AdamGleave comments on Following human norms

AdamGleave 1 Feb 2019 21:00 UTC
LW: 15 AF: 5
0
AF
I feel like there are three facets to “norms” v.s. values, which are bundled together in this post but which could in principle be decoupled. The first is representing what not to do versus what to do. This is reminiscent of the distinction between positive and negative rights, and indeed most societal norms (e.g. human rights) are negative, but not all (e.g. helping an injured person in the street is a positive right). If the goal is to prevent catastrophe, learning the ‘negative’ rights is probably more important, but it seems to me that most techniques developed could learn both kinds of norms.
Second, there is the aspect of norms being an incomplete representation of behaviour: they impose some constraints, but there is not a single “norm-optimal” policy (contrast with explicit reward maximization). This seems like the most salient thing from an AI standpoint, and as you point out this is an underexplored area.
Finally, there is the issue of norms being properties of groups of agents. One perspective on this is that humans are realising their values through constructing norms: e.g. if I want to drive safely, it is good to have a norm to drive on the left or right side of the road, even though I may not care which norm we establish. Learning norms directly therefore seems beneficial to neatly integrate into human society (it would be awkward if e.g. robots drive on the left and humans drive on the right). If we think the process of going from values to norms is both difficult and important for multi-agent cooperation, learning norms also lets us sidestep a potentially thorny problem.
What links here?
- [AN #72]: Alignment, robustness, methodology, and system building as research priorities for AI safety by Rohin Shah (6 Nov 2019 18:10 UTC; 26 points)

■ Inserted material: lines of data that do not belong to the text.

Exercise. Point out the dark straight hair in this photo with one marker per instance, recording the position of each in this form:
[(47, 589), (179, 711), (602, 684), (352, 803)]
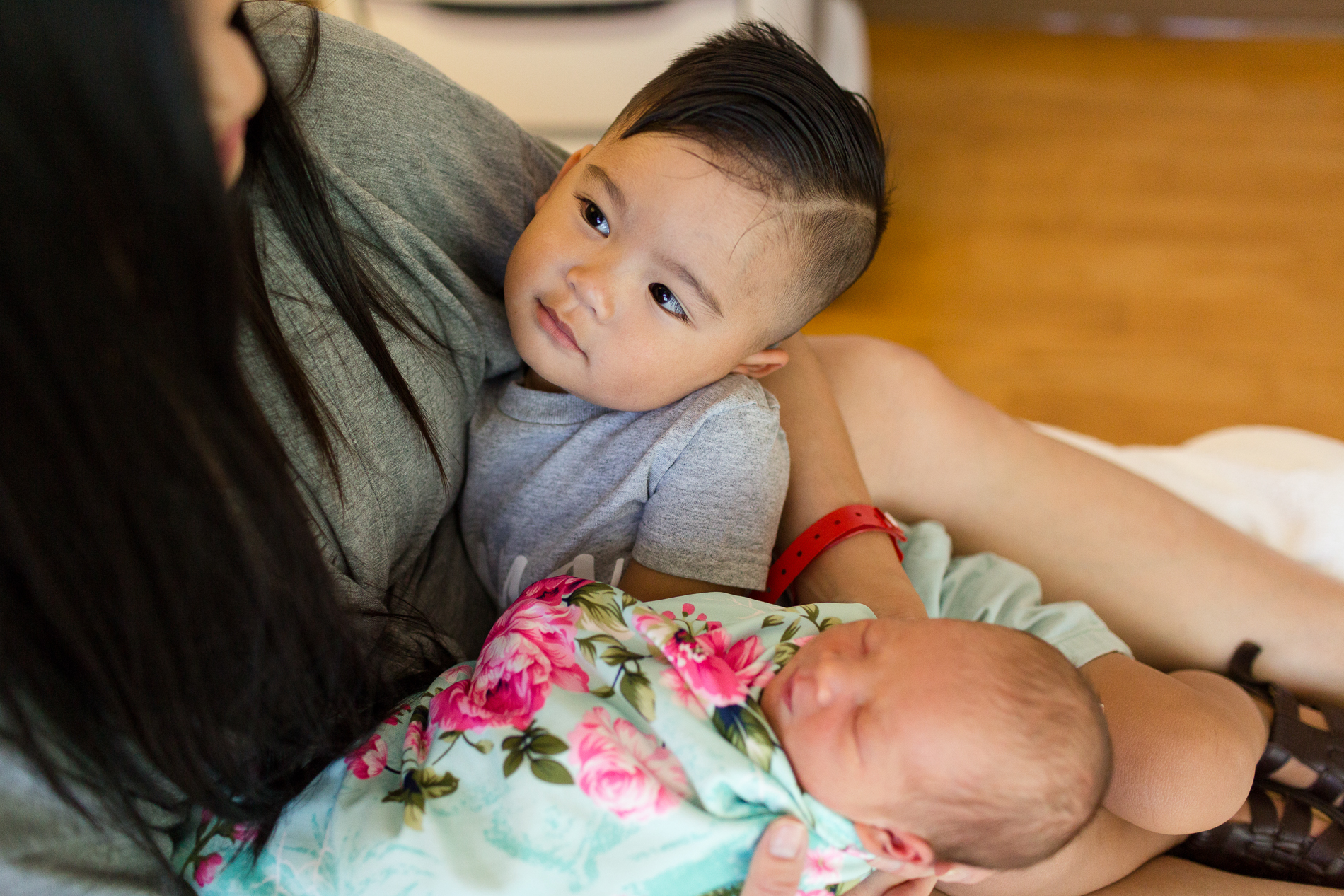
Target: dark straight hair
[(170, 632)]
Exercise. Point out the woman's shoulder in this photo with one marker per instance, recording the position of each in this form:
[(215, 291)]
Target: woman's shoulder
[(393, 127)]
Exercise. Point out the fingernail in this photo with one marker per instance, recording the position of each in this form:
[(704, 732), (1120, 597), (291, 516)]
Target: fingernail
[(788, 840)]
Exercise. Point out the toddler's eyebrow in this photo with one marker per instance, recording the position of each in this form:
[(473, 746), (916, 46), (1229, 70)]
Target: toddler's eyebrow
[(608, 185)]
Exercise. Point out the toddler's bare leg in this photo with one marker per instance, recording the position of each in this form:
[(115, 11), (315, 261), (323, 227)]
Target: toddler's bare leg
[(1186, 745), (1167, 876), (1181, 588)]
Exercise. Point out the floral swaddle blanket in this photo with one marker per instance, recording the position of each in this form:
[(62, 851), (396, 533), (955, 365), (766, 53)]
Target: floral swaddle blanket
[(598, 746)]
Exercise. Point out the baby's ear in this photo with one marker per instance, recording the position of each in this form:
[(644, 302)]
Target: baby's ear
[(763, 363), (897, 851), (569, 163)]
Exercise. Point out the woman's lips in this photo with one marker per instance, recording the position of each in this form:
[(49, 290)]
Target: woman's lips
[(555, 328), (228, 144)]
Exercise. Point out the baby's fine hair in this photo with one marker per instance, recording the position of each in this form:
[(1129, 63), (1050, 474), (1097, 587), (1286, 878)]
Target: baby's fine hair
[(772, 117), (1036, 760)]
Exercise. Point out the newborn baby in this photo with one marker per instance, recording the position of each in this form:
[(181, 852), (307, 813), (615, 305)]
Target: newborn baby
[(604, 746)]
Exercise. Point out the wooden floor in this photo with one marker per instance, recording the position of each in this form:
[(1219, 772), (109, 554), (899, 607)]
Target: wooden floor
[(1136, 238)]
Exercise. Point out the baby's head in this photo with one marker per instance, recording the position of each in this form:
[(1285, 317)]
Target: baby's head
[(737, 195), (944, 740)]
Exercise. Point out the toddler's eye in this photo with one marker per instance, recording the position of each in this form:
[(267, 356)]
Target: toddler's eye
[(664, 298), (596, 219)]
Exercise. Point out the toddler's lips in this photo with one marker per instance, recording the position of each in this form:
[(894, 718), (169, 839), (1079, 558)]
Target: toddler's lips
[(555, 328)]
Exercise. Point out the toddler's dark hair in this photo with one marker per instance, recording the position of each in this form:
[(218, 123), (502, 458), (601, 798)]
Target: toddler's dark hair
[(772, 116)]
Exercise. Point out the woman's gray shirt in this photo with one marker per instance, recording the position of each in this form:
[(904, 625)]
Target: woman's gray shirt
[(441, 185)]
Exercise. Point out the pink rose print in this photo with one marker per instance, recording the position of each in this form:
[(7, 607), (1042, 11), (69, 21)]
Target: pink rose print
[(552, 590), (823, 867), (417, 742), (714, 669), (369, 760), (530, 648), (207, 868), (625, 770)]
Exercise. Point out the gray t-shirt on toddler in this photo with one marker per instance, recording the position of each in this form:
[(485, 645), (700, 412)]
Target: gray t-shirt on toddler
[(560, 487)]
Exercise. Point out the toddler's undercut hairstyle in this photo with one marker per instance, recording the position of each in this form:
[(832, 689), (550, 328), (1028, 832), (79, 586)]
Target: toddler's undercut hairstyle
[(772, 117), (1035, 760)]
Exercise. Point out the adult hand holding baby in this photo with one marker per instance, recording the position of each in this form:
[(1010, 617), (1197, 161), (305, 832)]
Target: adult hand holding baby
[(777, 864)]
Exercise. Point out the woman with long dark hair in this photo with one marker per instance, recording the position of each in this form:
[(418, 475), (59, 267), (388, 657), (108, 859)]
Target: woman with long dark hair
[(246, 313), (173, 630)]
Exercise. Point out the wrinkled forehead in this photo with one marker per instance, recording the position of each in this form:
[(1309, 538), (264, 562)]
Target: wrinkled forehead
[(694, 210)]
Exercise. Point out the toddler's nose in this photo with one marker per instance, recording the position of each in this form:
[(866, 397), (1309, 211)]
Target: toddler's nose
[(828, 680), (594, 291)]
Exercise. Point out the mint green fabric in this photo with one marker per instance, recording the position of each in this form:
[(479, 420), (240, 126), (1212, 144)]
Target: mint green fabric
[(598, 746), (985, 588)]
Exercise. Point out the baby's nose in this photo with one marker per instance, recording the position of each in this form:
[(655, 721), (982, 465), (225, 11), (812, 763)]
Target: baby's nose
[(830, 680)]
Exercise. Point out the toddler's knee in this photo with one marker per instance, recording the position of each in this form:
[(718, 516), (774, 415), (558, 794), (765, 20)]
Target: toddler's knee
[(1205, 776), (902, 375)]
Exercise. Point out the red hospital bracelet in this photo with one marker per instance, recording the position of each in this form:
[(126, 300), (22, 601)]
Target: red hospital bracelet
[(830, 530)]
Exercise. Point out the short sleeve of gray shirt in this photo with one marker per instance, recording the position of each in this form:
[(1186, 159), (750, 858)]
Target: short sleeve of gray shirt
[(557, 485), (441, 185)]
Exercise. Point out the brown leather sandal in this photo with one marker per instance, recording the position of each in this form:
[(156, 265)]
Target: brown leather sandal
[(1275, 846), (1290, 738)]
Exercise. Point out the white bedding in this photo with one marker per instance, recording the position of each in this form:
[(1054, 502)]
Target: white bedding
[(1280, 485)]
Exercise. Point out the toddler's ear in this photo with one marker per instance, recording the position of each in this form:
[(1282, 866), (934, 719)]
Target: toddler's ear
[(897, 851), (763, 363), (569, 163), (958, 873)]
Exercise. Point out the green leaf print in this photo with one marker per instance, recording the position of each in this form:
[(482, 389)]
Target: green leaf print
[(551, 772), (418, 786), (601, 609), (535, 745), (433, 785), (782, 653), (618, 655), (549, 745), (746, 730)]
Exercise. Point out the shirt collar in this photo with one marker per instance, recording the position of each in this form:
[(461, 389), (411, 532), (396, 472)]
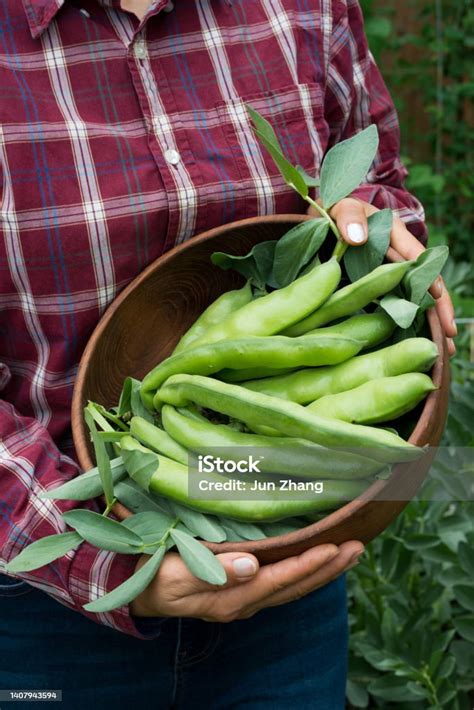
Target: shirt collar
[(40, 13)]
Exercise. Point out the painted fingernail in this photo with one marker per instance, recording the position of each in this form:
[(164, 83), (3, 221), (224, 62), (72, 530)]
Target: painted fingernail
[(356, 233), (244, 567)]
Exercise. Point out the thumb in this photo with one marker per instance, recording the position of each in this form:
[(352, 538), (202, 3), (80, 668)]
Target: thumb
[(240, 567), (351, 221)]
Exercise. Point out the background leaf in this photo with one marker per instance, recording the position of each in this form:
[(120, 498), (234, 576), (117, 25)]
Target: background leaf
[(346, 165), (101, 456), (296, 249), (103, 532), (44, 551), (204, 526), (403, 312), (425, 270), (140, 465), (359, 261), (131, 588), (257, 265), (198, 559)]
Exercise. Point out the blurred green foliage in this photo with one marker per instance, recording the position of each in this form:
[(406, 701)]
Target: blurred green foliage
[(412, 596)]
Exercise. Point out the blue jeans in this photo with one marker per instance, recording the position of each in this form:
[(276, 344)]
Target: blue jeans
[(292, 656)]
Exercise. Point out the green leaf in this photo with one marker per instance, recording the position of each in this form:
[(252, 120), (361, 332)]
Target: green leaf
[(86, 486), (357, 694), (248, 531), (464, 594), (296, 248), (447, 666), (150, 526), (346, 165), (257, 265), (103, 532), (425, 270), (359, 261), (137, 500), (267, 136), (391, 688), (310, 181), (421, 541), (403, 312), (140, 465), (465, 626), (112, 436), (102, 458), (204, 526), (198, 559), (131, 588), (466, 557), (44, 551)]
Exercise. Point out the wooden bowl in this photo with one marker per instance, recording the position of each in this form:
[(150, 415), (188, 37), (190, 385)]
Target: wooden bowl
[(141, 328)]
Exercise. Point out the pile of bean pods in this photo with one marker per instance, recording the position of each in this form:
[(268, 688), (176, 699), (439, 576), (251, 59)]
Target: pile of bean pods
[(303, 373), (309, 373)]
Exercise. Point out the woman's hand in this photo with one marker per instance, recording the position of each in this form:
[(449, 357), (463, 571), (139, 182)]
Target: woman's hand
[(249, 588), (351, 216)]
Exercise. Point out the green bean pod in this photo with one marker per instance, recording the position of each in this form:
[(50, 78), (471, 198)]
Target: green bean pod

- Rohin Shah 2 Feb 2019 18:52 UTC
  LW: 2 AF: 1
  0
  AF Parent
  Yeah, agreed with all of that, thanks for the comment. You could definitely try to figure out each of these things individually, eg. learning constraints that can be used with Constrained Policy Optimization is along the “what not to do” axis, and a lot of the multiagent RL work is looking at how we can get some norms to show up with decentralized training. But I feel a lot more optimistic about research that is trying to do all three things at once, because I think the three aspects do interact with each other. At least, the first two feel very tightly linked, though they probably can be separated from the multiagent setting.